La Manche,… qu’on voit danser le long des golfs clairs…de Cabourg

Fabien Thueux

Byzance

Le cœur palpitant de Byzance. Un dédale de ruelles, des étals débordants, des tissus qui enveloppent l’air chaud et masquent l’horizon de plus en plus étroit. Les heurts. Les pieds qui trébuchent sur des pavés invisibles, le déséquilibre permanent, des corps que l’on ne voit pas dans une foule compacte et mouvante, une marée bruyante de bras, d’épaules que l’on effleure ou qui se cognent, les voix que l’on entend et que l’on ne comprend pas, entre harangue et rire. Le bruit du sang qui tambourine aux tempes.

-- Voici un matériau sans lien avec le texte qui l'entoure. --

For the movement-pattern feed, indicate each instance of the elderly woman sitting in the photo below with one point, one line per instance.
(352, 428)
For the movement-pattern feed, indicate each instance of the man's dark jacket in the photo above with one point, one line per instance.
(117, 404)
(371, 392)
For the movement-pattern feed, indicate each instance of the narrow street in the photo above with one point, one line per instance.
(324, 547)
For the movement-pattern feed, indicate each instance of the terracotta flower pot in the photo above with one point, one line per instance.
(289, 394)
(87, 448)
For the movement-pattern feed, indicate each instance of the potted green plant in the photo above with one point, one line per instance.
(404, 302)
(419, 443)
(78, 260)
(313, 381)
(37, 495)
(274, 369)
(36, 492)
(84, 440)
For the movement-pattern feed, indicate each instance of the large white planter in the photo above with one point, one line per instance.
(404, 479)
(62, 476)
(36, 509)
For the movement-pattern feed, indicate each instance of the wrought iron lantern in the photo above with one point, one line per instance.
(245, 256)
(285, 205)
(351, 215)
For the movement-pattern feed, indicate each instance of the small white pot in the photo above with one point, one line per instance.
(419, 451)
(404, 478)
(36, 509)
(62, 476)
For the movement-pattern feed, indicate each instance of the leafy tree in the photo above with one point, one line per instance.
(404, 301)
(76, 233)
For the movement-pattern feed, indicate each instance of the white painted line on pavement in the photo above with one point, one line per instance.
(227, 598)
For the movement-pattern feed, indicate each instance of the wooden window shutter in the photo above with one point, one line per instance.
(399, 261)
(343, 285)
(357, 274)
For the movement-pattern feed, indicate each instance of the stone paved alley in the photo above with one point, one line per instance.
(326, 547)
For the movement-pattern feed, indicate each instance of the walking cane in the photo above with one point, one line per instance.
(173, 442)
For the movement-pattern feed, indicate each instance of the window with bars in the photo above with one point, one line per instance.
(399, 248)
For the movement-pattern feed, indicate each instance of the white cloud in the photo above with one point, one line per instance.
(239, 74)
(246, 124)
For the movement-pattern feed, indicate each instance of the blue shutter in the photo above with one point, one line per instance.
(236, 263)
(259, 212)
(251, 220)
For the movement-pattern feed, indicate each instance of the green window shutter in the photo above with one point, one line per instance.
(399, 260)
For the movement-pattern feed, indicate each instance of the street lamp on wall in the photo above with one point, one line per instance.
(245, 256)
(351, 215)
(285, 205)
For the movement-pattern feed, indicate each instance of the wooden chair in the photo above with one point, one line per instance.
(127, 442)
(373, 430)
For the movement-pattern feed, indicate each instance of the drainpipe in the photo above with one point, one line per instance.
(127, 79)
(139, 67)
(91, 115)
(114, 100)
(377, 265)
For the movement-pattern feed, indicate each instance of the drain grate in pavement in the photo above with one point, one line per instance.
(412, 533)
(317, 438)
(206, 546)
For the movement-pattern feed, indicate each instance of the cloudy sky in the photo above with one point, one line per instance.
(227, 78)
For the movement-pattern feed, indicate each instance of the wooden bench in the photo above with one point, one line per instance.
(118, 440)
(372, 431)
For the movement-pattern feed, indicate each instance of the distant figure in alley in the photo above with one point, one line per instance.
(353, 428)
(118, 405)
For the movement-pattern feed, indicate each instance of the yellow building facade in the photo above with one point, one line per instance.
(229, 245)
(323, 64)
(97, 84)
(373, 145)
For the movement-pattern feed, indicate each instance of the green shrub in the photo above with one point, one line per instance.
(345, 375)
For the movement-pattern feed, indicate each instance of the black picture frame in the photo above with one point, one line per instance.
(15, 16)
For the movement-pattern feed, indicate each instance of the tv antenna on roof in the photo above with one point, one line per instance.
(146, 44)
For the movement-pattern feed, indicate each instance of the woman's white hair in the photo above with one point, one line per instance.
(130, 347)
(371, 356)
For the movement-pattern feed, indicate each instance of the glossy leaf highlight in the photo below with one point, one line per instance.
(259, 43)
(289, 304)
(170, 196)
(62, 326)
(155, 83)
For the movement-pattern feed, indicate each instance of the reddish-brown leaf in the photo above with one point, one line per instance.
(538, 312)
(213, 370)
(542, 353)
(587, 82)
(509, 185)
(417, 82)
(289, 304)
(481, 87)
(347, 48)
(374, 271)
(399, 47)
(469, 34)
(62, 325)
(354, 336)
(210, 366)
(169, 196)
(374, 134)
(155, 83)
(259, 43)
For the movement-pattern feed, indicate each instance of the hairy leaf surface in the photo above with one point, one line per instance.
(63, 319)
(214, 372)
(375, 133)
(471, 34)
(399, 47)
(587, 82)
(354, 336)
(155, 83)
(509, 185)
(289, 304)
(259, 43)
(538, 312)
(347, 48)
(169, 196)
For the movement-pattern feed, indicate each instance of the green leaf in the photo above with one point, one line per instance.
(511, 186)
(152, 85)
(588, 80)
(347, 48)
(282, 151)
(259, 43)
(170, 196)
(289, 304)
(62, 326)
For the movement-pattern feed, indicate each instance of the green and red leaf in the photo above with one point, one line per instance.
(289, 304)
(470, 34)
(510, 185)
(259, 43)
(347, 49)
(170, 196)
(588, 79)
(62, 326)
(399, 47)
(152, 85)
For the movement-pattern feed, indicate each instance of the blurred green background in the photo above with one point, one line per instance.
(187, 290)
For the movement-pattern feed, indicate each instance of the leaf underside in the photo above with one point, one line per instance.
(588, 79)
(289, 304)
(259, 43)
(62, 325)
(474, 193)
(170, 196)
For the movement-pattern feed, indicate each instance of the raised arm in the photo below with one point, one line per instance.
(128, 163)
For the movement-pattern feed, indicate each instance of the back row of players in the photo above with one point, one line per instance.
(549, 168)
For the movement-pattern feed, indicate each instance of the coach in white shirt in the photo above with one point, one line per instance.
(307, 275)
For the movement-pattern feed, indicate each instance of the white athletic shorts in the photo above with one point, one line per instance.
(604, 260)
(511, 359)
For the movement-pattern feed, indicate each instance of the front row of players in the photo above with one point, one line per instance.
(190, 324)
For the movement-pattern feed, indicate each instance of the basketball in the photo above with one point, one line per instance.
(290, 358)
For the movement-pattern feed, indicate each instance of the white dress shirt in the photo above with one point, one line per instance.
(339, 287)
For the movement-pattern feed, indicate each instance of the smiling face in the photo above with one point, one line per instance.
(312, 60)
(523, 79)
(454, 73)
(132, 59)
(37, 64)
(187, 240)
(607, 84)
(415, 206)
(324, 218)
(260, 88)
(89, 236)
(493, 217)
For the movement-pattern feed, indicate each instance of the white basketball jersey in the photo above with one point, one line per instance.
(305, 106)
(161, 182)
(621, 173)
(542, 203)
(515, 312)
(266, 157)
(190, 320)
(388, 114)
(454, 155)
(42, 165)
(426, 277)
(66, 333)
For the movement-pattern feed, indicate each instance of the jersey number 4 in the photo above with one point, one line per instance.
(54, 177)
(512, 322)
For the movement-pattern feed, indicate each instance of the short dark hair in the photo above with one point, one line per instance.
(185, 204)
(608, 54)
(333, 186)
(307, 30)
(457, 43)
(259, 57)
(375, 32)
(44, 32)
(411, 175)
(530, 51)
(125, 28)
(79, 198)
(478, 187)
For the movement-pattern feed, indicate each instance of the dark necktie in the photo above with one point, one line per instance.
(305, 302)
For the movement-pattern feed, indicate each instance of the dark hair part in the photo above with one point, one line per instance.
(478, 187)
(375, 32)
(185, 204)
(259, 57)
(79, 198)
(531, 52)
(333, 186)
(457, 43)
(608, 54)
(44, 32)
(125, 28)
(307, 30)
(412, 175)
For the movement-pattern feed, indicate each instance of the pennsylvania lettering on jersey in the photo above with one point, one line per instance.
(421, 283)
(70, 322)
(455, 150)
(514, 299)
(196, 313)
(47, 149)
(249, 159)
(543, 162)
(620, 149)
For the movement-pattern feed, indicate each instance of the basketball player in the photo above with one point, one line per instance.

Des visages inconnus qui s’agrippent à mes yeux. Visages usés par le soleil et le travail. Visages ridés et enfantins. Visages cachés par des voiles flamboyants. Une mèche argentée s’en échappe parfois.
Une main que l’on serre fort, si fort qu’on en a mal. Une main qui guide, qui sauve. Qui empêche de disparaître.

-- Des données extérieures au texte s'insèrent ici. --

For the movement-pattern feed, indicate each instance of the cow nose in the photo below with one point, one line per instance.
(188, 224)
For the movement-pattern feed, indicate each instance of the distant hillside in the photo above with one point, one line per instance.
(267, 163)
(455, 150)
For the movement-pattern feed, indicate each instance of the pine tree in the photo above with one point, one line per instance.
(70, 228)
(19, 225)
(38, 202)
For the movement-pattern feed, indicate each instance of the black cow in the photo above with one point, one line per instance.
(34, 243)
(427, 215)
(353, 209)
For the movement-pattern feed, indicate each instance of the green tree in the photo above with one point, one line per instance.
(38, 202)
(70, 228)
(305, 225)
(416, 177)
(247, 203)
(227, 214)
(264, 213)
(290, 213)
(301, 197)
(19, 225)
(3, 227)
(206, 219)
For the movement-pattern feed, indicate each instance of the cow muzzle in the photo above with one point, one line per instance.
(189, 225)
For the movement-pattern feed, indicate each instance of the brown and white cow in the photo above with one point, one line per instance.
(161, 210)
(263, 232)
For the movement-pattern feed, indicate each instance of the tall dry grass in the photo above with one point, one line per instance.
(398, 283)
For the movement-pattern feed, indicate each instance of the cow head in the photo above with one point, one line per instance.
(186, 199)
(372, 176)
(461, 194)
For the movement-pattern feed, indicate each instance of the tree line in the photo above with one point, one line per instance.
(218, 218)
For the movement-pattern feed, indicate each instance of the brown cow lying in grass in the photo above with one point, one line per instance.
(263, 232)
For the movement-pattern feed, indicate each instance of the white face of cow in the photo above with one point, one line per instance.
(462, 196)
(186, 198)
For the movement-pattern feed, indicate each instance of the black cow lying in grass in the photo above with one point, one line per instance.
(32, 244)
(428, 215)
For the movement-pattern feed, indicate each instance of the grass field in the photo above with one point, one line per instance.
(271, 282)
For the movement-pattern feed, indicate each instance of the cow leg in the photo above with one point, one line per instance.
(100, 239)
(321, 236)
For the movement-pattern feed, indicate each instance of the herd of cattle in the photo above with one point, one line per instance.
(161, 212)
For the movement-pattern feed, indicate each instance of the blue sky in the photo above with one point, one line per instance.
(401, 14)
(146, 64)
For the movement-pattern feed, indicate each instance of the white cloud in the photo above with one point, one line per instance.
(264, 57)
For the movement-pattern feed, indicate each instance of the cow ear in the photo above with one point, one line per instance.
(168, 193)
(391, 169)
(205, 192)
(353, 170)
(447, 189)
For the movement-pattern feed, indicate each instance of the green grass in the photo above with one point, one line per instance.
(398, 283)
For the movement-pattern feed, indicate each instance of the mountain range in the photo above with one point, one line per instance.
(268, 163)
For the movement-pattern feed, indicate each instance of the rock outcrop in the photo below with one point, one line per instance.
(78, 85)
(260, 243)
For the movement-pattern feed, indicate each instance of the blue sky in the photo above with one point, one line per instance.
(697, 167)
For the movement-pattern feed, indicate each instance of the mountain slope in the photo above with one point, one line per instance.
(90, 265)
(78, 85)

La lumière brule les yeux. Elle est partout, sur les murs pleins de poussière, sur les bijoux aux pierres scintillantes, sur le cuir enivrant des sacs, sur les peaux des poissons fraichement péchés qui brillent comme des diamants. Impression étrange que tout devient précieux, envoutant, riche. Des montagnes de poudre ocre, vermeil, de bâtons de cannelle et d’étoiles de badiane. Profusion des couleurs, multitude des sons auxquels se rajoutent au loin le chant d’un muezzin et le bruit du trafic, signe qu’on se rapproche du Bosphore.

Quelques personnes assises sur des sièges de fortune se désaltèrent d’un thé brulant en jouant aux échecs. 

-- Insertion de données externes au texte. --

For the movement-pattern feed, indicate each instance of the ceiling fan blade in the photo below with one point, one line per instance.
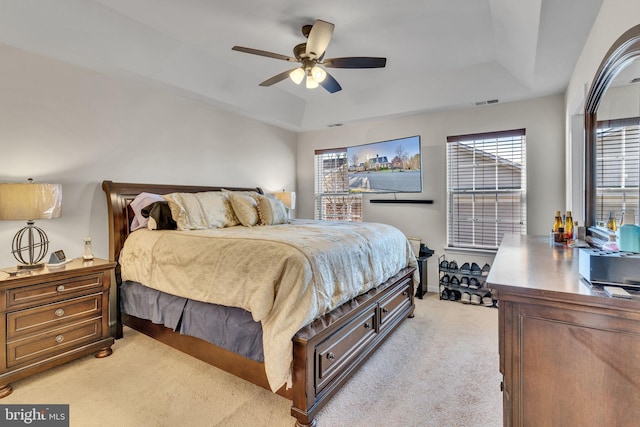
(330, 84)
(319, 38)
(263, 53)
(355, 62)
(277, 78)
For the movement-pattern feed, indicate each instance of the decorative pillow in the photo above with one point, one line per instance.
(197, 211)
(271, 210)
(245, 208)
(159, 216)
(141, 201)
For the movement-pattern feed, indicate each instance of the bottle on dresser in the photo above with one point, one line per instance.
(558, 228)
(629, 234)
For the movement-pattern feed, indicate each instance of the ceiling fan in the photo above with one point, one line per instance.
(310, 56)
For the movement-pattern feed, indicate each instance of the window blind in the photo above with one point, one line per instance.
(617, 168)
(332, 199)
(486, 188)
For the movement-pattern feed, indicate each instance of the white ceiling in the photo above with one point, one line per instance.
(441, 54)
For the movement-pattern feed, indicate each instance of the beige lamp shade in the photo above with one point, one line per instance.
(30, 201)
(288, 198)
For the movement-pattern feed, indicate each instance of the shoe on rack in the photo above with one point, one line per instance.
(487, 300)
(465, 268)
(465, 298)
(475, 269)
(485, 269)
(476, 299)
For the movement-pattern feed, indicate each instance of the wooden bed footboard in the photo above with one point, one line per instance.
(326, 353)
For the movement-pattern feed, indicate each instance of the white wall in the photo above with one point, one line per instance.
(543, 120)
(64, 124)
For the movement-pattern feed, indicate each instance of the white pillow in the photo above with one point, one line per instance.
(245, 207)
(197, 211)
(271, 210)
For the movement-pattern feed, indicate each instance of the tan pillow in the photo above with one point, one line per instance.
(271, 210)
(245, 207)
(197, 211)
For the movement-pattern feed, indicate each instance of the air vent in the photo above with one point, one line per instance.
(487, 102)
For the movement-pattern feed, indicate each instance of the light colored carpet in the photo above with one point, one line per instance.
(439, 369)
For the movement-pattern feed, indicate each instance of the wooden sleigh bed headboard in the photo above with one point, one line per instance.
(326, 352)
(120, 195)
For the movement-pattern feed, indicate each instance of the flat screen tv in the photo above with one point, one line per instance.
(393, 166)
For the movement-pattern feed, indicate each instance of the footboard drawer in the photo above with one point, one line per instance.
(337, 351)
(396, 303)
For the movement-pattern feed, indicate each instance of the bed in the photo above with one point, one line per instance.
(333, 336)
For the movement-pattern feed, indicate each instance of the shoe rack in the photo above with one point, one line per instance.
(464, 282)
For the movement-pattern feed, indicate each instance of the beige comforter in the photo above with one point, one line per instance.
(285, 275)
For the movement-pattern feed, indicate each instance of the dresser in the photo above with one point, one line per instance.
(569, 354)
(52, 316)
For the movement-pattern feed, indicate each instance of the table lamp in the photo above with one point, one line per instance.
(30, 201)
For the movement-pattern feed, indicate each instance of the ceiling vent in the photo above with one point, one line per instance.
(487, 102)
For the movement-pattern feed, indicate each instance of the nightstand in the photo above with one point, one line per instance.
(52, 316)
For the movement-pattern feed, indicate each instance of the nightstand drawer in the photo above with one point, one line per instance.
(42, 318)
(42, 346)
(53, 291)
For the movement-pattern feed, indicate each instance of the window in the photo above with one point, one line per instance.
(617, 168)
(486, 188)
(333, 201)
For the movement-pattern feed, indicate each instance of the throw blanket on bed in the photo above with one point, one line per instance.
(285, 275)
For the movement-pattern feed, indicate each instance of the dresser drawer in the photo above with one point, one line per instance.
(53, 291)
(38, 319)
(395, 304)
(336, 353)
(45, 345)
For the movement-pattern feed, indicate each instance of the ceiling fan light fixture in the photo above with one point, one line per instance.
(297, 75)
(311, 83)
(318, 74)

La main se perd. L’air ne sort plus de mes poumons. Tomber nez  à nez avec un sac rempli de sangsues. Partir. Sortir du marché. Tête qui tourne, les narines saturées. Ne plus savoir si c’est un parfum ou une puanteur, odeurs de tout, de peaux, d’épices, de thé, de sueur, de soleil et de poissons. Je suis ivre.

Au loin, les pécheurs à la ligne côtoient les embouteillages sans s’en soucier. Des perles d’eau scintillent le long de leurs fils.


La main se pose sur mon épaule et une voix familière me demande si ça va.